The model checker, whether enumerative or symbolic, works by performing a reachability analysis of the input HRM model, as follows.
1. The model is parsed into an internal representation that directly reflects the hierarchical structure in the input.
2. The authors have implemented an enumerative checker based on depth-first search and a symbolic search that uses BDD packages from VIS [20] .
3. The enumerative algorithm has the following features.
(a) It takes as input a set of top-level modes and a set of global variables that these modes can read and modify. The property to be verified (say, an invariant) is also an input. (d) The transition relation is represented as a map from control points to a list of pairs containing destinations of edges along with MDDs encoding the corresponding guarded commands. In this representation each transition is much smaller than the counterpart used in a flat representation. This is possible because local variables in distinct modes are not simultaneously active and the mapping provides information on control points. The typing and scoping information of the original model is maintained during compilation to achieve this economy.
(e) The reachability computation computes reachable states at each control point. When a top mode M i gets control for the first time, it starts the image computation from its entry point by following the transitions until the control gets stuck.
(f) The image computation returns an MDD S i that contains the information about where and how the control inside M i gets stuck.
(g) In the first iteration, each top mode is given a chance to do the first image computation. The next iteration is started by building a current onion ring for top mode M i based on the stuck sets i S i . The current onion ring is a map from the control points where the control became stuck during the last image computation at M i to newly reached states obtained from image computations at top modes other than M i .

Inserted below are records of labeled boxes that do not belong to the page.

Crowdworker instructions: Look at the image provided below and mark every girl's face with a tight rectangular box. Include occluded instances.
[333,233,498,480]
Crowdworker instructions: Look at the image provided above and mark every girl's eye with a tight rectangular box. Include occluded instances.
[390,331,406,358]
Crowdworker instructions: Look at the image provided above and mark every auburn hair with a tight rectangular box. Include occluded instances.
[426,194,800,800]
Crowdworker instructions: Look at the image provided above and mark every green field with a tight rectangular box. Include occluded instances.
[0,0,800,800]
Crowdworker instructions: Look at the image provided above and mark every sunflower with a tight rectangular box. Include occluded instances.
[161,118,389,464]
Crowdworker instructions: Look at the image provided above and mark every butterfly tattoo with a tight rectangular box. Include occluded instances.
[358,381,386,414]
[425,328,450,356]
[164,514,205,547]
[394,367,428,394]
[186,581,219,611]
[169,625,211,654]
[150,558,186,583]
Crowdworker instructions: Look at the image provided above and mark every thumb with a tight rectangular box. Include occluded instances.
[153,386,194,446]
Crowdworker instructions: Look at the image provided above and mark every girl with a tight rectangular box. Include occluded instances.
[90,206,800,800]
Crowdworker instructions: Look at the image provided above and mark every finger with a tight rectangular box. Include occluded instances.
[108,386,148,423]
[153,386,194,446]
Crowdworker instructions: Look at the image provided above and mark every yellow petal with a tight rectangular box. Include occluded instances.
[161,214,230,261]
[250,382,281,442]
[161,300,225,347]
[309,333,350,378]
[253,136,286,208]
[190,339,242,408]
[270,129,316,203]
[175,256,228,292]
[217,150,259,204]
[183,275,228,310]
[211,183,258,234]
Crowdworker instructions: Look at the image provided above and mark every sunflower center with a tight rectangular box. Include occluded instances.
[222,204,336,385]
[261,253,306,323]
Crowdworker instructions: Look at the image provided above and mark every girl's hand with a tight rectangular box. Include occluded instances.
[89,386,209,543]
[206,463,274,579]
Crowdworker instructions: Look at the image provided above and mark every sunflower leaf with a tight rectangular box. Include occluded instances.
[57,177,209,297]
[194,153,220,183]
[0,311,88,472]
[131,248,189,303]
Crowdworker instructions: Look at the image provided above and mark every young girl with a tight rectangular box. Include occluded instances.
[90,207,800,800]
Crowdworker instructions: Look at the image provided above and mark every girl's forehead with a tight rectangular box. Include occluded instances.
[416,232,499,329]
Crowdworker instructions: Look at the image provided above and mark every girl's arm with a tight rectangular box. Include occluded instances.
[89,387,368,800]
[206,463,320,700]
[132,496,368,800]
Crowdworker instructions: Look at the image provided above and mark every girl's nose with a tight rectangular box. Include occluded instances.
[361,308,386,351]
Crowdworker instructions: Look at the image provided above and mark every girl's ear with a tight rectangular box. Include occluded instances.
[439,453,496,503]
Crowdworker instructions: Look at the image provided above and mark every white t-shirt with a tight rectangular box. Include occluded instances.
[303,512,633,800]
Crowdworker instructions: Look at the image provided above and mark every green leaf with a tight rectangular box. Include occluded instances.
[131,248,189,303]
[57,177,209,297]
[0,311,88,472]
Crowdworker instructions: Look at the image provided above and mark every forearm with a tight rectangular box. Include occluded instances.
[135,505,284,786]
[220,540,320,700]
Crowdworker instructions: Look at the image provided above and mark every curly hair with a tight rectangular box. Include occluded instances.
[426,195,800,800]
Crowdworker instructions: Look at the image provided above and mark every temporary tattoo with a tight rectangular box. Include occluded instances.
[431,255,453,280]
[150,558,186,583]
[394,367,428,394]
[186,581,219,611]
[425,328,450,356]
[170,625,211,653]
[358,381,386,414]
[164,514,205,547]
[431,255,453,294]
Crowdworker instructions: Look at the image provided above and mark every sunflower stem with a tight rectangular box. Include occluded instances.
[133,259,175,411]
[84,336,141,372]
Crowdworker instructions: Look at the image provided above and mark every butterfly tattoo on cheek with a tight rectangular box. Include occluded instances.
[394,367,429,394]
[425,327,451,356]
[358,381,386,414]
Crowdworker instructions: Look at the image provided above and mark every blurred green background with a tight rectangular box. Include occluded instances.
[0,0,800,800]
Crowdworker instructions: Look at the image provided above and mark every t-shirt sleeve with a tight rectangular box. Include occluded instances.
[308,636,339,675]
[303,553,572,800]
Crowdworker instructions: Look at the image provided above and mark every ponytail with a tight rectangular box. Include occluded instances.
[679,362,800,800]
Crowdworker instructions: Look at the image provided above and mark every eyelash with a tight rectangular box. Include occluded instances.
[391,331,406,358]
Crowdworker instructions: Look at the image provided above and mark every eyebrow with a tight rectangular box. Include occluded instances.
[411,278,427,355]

(h) By applying the image computation to the current onion ring at M i , the control may continue from those stuck control points.
(i) The algorithm terminates if all the onion rings for top modes are empty i.e., no new states can be reached at any control point.
Discussion
1. Unlike statecharts, HRMs have well-defined entry and exit points and the transitions can connect to a mode only at its entry/exit points. A mode in an HRM, unlike a state, can be instantiated more than once, leading to sharing. The communication between the top-level modes is via shared variables. The local and global variables in HRMs follow the usual scoping rules in block structured languages. Actions (guarded commands) are associated with only transitions and not modes or control points. All this makes the model substantially different from the statecharts model, and difficult to apply the technique to traditional statecharts.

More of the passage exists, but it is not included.